He’ll eat nutritious high protein and swallow raw eggs/Try to build up his shoulders, chest, arms and legs/Such an effort if only he knew of my plan/When in just seven days I can make you a man,” Dr Frank N Furter sings in The Rocky Horror Picture Show, about his plan to create a muscular man with the “Charles Atlas seal of approval”.
Since Charles Atlas made a name for bodybuilding almost a century ago, the popularity of the hulk image has not abated. Not least in the minds of men.
And some huge men – who have trained up bulging, cut muscle, often with the use of anabolic steroids and dangerous supplements – still feel they are puny. They suffer from a disorder dubbed “bigorexia”, or reverse anorexia.
Take Max (not his real name). He has virtually doubled his size in four years, from about 52kg at 21 years old to about 98kg. In the run-up to bodybuilding competitions he takes potentially lethal doses of fat burners and starves himself of food and water.
Despite winning championships, Max says: “When I look in a mirror I see a skinny boy with a fat stomach. I have such a complex when I go out I wear long-sleeve shirts and I never wear shorts – even in 30 degree heat.”
Unlike many bodybuilders, men with this disorder don’t exult in their size, though they endure punishing routines to achieve it.
Max, a personal trainer, says: “It is an addiction. We are so consumed by it. Everybody wants to look like Arnold Schwarzenegger but only a few are willing to go to those extremes. Bodybuilding is a selfish sport. You do not want to go out. Your life is gym, eating, supplements and sleeping.”
Max, who does not admit to using steroids, says: “There is no chance of a (sexual) relationship as your libido is shot.”
The obsession to build muscle comes at huge expense and cost to their relationships. Bodybuilders spend a fortune on supplements, fat burners and food according to Max, who has forked out about R25000 a month.
He says they swallow unsafe doses of illegal, toxic fat burners and steroids, even insulin. Some inject horse steroid directly into the abdominal muscles so they stick out more.
Max says: “I’ve taken DNP (dinitrophenol) and the main ingredient is pesticides. You lose half to one kilogram a day. It forces your body temperature up so that you constantly sweat all night. If you take it longer than a week you can die. I’ve been taken to hospital.”
He says that in season he does cardio training in the morning and lifts weights at night, and in between he just wants to sleep. “The training is horrible as you push yourself until you vomit, and feel like death.
“My size is really too big for my frame and sometime I get out of breath just walking up the stairs.”

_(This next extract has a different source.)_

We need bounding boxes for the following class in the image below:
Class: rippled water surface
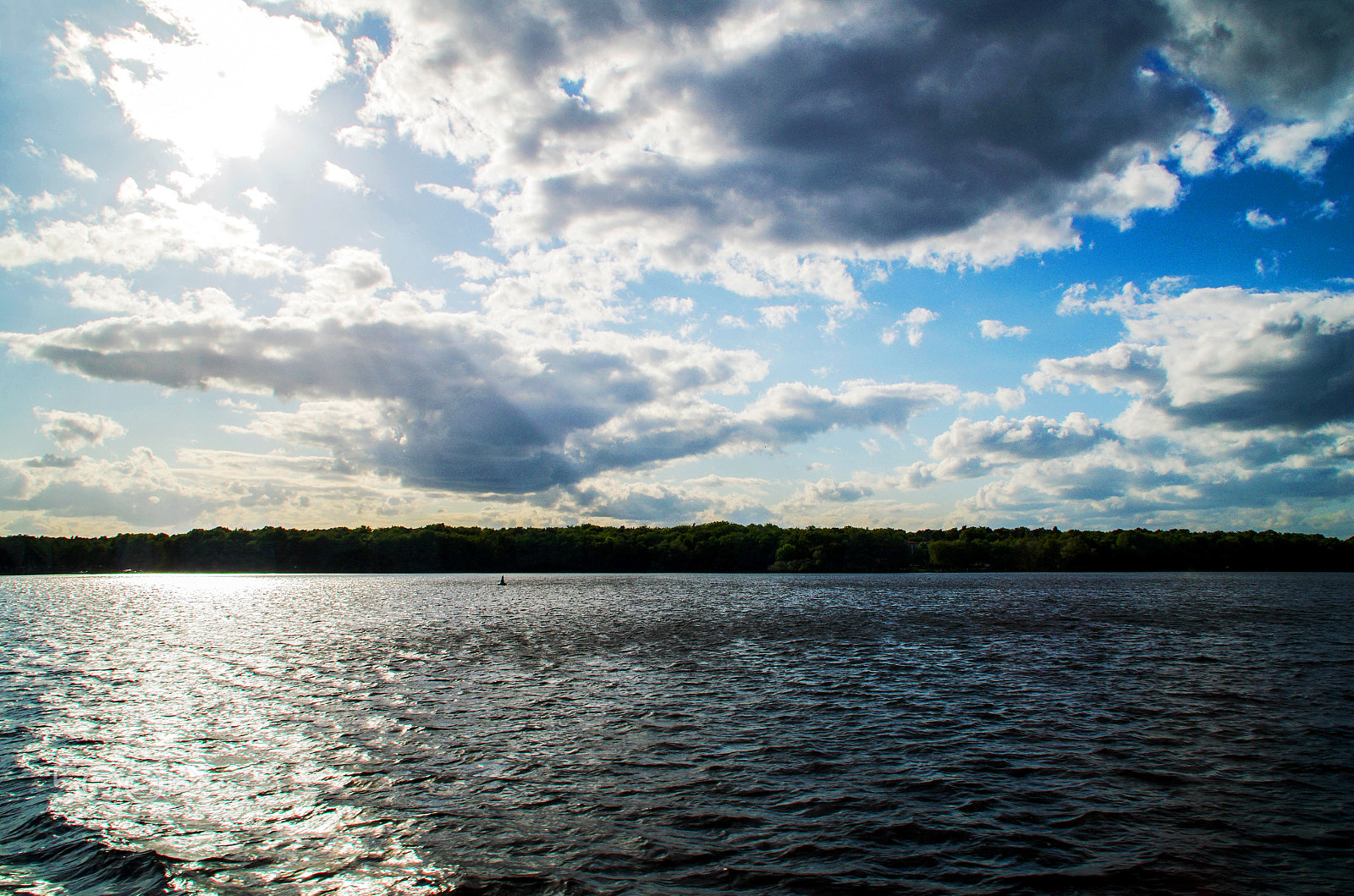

Max says that for eight weeks before a competition he eats only egg whites and lettuce. The week before he goes on stage he dehydrates, drinking less and using black coffee, diuretics and glycerine to “force the last water into the muscle”.
The day before the pre-judging, he will drink only 100ml of water until he gets so thirsty all he can think about is water. Before contestants go on stage they take Viagra to pump up muscle, and some will even inject oil into their biceps.
Max says the banter behind the scenes, for example telling a competitor his hamstrings look skinny, is intended to psyche their opponents out.
“You want to get into their heads so they are not confident,” he says.
On stage the bodybuilders pose for the crowds, winding up their fans to admire their size and symmetry, gleaming under the spray-on tan. “You feel amped on adrenaline and squeeze as hard as you can,” says Max.
“If you win, it’s very rewarding but you may as well come last as be second. I’ve gone off the stage breaking trophies. Ninety-nine percent of us are sore losers.”
Max says he feels “flat, tired and miserable” if he walks away without a medal.
“The Sunday after the show you eat so much junk. Then the whole cycle starts again.”